[Vagnekman-users] Vagn: The new fat nodes are available

Thu Sep 22 14:17:28 CEST 2011

Dear Vagn users,

The new fat nodes a7 and a8 are now available for general use (since
yesterday afternoon). They will be automatically used by jobs that
require large amounts of RAM, or when all other nodes are in use.

Quick HOWTO: Use "interactive --mem=N ..." or "sbatch --mem=N ..." to
request N megabytes of RAM, and the system will automatically start
your job on a fat node if necessary.

Now, while you are in a good mood and I have your attention... please
continue reading for some information on how to use Vagn efficiently
and without causing problems for other users.

The login node
==============
Do not run applications on the login node! It is reserved for
submitting jobs and data transfers to and from the system.

The Time Limit
==============
The default time limit for interactive and batch jobs is 6 days. This
is also the maximum allowed time limit.

If you are not planning to actually run your job or interactive
session for six days, please consider requesting less time. It helps
other users estimate how long they might have to wait in the queue.
For interactive jobs it also reduces the amount of wasted computing
time if you forget to close your interactive session.

E.g "interactive -t 3:30:00" will give you a time limit of 3 hours 30 minutes.

Memory and CPU allocation
=========================
The default allocation for is one CPU core and 4GB of RAM for all job
types (batch and interactive).

If you use more than the allocated memory, your job will automatically
be killed. The CPU core limit is not enforced, it is just used to
decide how many jobs can be started on the same node. Please do not
use more CPU cores than you have requested, or other users on the same
node might be affected.

To allocate more or less RAM than the default 4GB, use the --mem=<MB>
option, e.g:

"interactive --mem=24000 -t 8:00:00" will give you one core and 24GB
RAM for 8 hours.

Note: many applications can use more than one CPU core. If you want to
estimate how much CPU your job is using, run "top" and check the %CPU
column for your processes. 100% CPU is equivalent to one full CPU
core. If you run applications that routinely use more than one CPU
core, please request an appropriate number of cores when submitting
the job.

To allocate more than one CPU core on a single node, use "-n" (number
of cores) and "-N1-1" (to avoid getting cores spread out over more
than one node), e.g:

"interactive --mem=24000 -n 4 -N1-1 -t 8:00:00" will give you four
cores and 24GB RAM on one node for 8 hours.

The same options are used for batch jobs, e.g "sbatch --mem=24000 -t 8:00:00".

The noshare partition, and why you should avoid using it
========================================================
If you for some reason require a whole node dedicated to one job, use
the "noshare" partition.
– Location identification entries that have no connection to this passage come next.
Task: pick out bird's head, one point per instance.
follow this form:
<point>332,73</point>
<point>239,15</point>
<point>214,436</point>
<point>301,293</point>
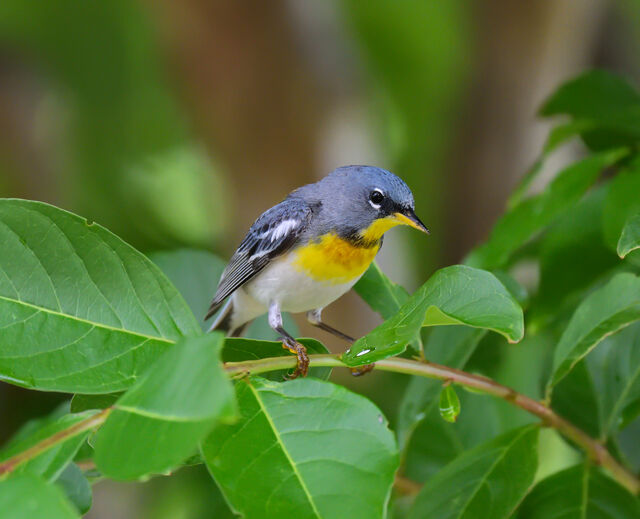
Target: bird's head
<point>364,202</point>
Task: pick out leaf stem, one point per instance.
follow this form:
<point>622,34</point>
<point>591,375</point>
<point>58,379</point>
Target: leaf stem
<point>63,435</point>
<point>596,451</point>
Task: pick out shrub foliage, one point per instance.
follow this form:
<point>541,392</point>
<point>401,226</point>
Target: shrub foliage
<point>82,312</point>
When using the noshare partition you must
also request a particular node type (thin=16GB/8 cores, fat=32GB/8
cores, huge=256GB RAM/32 cores) using the -C option. E.g:

"interactive -p noshare -C thin -t 8:00:00" will give you exclusive
access to one 32GB node for 8 hours.

Do not use the noshare partition unless you know that you really need
a whole node for your job!

Note: using --mem instead of the noshare partition will ensure that
your job is started as soon as possible. Why? There is room for 22
jobs submitted with "--mem=32000" in the cluster, but only four jobs
submitted with "-p noshare -C thin". Both will give you 32GB RAM, but
you might have to wait longer in the queue when using noshare.

Limitations on memory and core availability
===========================================
If you request more than 32186 MB RAM your job can only be run on one
of the fat nodes (a6, a7 or a8), which might result in you having to
wait longer for the job to start.

If you request more than 64372 MB RAM your job can only be run on one
of the new fat nodes (a7 or a8), which might result in you having to
wait longer for the job to start.

If you request more than 8 cores on a single node your job can only be
run on one of the new fat nodes, which might increase your queue time.
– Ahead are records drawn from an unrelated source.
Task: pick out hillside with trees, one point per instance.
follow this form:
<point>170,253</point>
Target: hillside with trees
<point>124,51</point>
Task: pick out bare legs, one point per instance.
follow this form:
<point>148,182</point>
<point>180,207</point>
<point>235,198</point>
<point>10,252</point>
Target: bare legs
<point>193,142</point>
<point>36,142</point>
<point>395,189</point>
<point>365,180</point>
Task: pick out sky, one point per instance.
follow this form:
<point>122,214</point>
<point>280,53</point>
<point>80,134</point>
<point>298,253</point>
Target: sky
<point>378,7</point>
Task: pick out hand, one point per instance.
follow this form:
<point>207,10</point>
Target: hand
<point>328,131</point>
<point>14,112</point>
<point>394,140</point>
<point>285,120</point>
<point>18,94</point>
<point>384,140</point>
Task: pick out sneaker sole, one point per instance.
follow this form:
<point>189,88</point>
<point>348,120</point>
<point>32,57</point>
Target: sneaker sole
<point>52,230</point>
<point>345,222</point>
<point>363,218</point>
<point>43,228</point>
Unless you are planning to run a job over multiple nodes (e.g using
MPI), you should never request more than 32 cores and 256000 MB RAM
(the maximum that is available in a single fat node).

Running batch jobs without annoying other users
===============================================
Since Vagn is used for both interactive and batch jobs, batch job
users should be careful and not run so many concurrent jobs that it
becomes impossible for other users to start jobs.
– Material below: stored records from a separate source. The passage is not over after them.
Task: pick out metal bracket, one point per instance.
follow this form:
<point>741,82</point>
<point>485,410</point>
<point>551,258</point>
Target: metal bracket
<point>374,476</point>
Note: because the queue in Vagn is a true FIFO queue, one user can
easily block the entire system for other users by submitting a large
volume of jobs at once.

If you want to submit a lot of jobs at once without disturbing other
users, you can do so by limiting the number of concurrent jobs: use
job naming and the "--dependency=singleton" feature, e.g:

sbatch -J batch1 --dependency=singleton job1.sh
sbatch -J batch2 --dependency=singleton job2.sh
sbatch -J batch3 --dependency=singleton job3.sh
sbatch -J batch1 --dependency=singleton job4.sh
sbatch -J batch2 --dependency=singleton job5.sh
sbatch -J batch3 --dependency=singleton job6.sh
(this submits 6 jobs but no more than 3 can run at any one time)

There are currently no hard limits on the number of jobs a single user
can run or submit, please use common sense!

Common sense can be assisted by checking the queue status before
submitting a large volume of jobs. To get an overview of running and
queued jobs, use the "squeue" command with suitable options, e.g
squeue -o "%.7i %.9P %.8u %.8T %.11L %.11l %.8N %.10m"

All the options "--mem", "-n" etc for interactive and sbatch are
described in the man page for sbatch (run "man sbatch" on Vagn to read
it).

If your application does not work on the fat nodes
==================================================
Please read https://lists.nsc.liu.se/mailman/public/vagnekman-users/2011-July/000221.html

If you cannot get your application working, contact
vagnekman-support at snic.vr.se for assistance.

As a temporary workaround, you can request that your job is only run
on one of the old Intel nodes. Use the option "-C intel" to sbatch or
interactive.

--
Mats Kronberg, NSC Support <vagnekman-support at snic.vr.se>